A group of 80 researchers have warned that a herd immunity approach to managing Covid-19 — by allowing immunity to develop in low-risk populations while protecting the most vulnerable — is “a dangerous fallacy unsupported by scientific evidence”.
Faced with a second wave of Covid-19, and more than a million recorded deaths worldwide, the authors presented their view of the scientific consensus on the understanding of Covid-19, and the strategies that need to be put in place to protect societies and economies. The open letter will be published on Thursday in The Lancet.
It has been signed by 80 international researchers (as of publication) with expertise spanning public health, epidemiology, medicine, paediatrics, sociology, virology, infectious disease, health systems, psychology, psychiatry, health policy, and mathematical modelling
The letter will also be launched during the 16th World Congress on Public Health Programme 2020.

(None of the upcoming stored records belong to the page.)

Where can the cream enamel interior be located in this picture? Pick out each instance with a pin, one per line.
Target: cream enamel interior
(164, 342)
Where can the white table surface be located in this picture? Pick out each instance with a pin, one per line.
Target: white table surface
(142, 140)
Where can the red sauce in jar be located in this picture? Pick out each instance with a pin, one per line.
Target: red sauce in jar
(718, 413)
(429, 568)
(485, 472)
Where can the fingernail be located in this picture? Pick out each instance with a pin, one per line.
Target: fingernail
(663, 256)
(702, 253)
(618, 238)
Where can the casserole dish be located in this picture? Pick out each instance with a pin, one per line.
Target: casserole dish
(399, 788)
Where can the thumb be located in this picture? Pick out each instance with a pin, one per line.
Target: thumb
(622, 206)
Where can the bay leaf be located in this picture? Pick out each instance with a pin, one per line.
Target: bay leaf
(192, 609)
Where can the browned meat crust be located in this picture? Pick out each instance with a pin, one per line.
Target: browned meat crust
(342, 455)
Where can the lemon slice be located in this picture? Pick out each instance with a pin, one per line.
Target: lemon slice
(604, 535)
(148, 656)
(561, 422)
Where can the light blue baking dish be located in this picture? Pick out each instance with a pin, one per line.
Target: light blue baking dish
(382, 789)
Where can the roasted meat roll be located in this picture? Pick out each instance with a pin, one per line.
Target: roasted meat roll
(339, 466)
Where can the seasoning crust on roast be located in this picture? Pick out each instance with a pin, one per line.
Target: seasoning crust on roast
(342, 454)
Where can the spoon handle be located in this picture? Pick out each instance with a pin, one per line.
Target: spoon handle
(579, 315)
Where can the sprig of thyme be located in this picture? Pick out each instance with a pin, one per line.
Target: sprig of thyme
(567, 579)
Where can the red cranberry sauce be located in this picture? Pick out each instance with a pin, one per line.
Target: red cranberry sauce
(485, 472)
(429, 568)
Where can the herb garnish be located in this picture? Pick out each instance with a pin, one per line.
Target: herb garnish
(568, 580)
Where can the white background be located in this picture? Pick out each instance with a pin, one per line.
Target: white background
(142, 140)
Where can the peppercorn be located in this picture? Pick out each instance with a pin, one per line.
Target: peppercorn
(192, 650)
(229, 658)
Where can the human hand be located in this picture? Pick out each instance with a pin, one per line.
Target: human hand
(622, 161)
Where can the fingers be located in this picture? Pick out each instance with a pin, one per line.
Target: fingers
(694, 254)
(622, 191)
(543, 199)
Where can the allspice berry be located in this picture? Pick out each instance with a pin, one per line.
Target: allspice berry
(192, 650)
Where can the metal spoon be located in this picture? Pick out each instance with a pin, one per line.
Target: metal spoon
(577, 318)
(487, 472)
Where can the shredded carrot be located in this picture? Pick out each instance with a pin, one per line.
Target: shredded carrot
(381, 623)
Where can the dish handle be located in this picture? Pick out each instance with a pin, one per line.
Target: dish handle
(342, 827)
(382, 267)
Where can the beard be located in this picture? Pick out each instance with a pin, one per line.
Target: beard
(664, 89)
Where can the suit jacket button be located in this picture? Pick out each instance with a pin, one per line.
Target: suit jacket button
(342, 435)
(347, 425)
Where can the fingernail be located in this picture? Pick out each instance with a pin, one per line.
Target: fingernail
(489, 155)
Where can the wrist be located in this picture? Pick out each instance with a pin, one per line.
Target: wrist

The researchers stated: “It is critical to act decisively and urgently. Effective measures that suppress and control transmission need to be implemented widely, and they must be supported by financial and social programmes that encourage community responses and address the inequities that have been amplified by the pandemic.”
The authors acknowledged that ongoing restrictions have understandably led to widespread demoralisation and diminishing trust among the public, and that in the face of a second wave of infection, there is renewed interest in so-called natural herd immunity approaches (allowing a large uncontrolled outbreak in the low-risk population while protecting the vulnerable, which some argue could lead to the development of infection-acquired population immunity in the low-risk population, which will eventually protect the vulnerable). But, they say, any pandemic management strategy relying upon immunity from natural infections for Covid-19 is flawed.
According to researchers, there is no evidence for lasting protective immunity to SARS-CoV-2 after natural infection, and warn that this waning immunity as a result of natural infection would not end the Covid-19 pandemic but instead result in repeated waves of transmission over several years. They say that this could place vulnerable populations at risk for the indefinite future, as natural infection-based herd immunity strategies would result in recurrent epidemics, as seen with many infectious diseases before mass vaccination. Instead, the authors call for suppression of the virus until the population can be vaccinated.
The authors also warned that natural infection-based herd immunity approaches risk impacting the workforce as a whole and overwhelming the ability of healthcare systems to provide routine care.
The letter concluded: “The evidence is very clear: controlling community spread of Covid-19 is the best way to protect our societies and economies until safe and effective vaccines and therapeutics arrive within the coming months. We can’t afford distractions that undermine an effective response; it is essential that we act urgently based on the evidence.”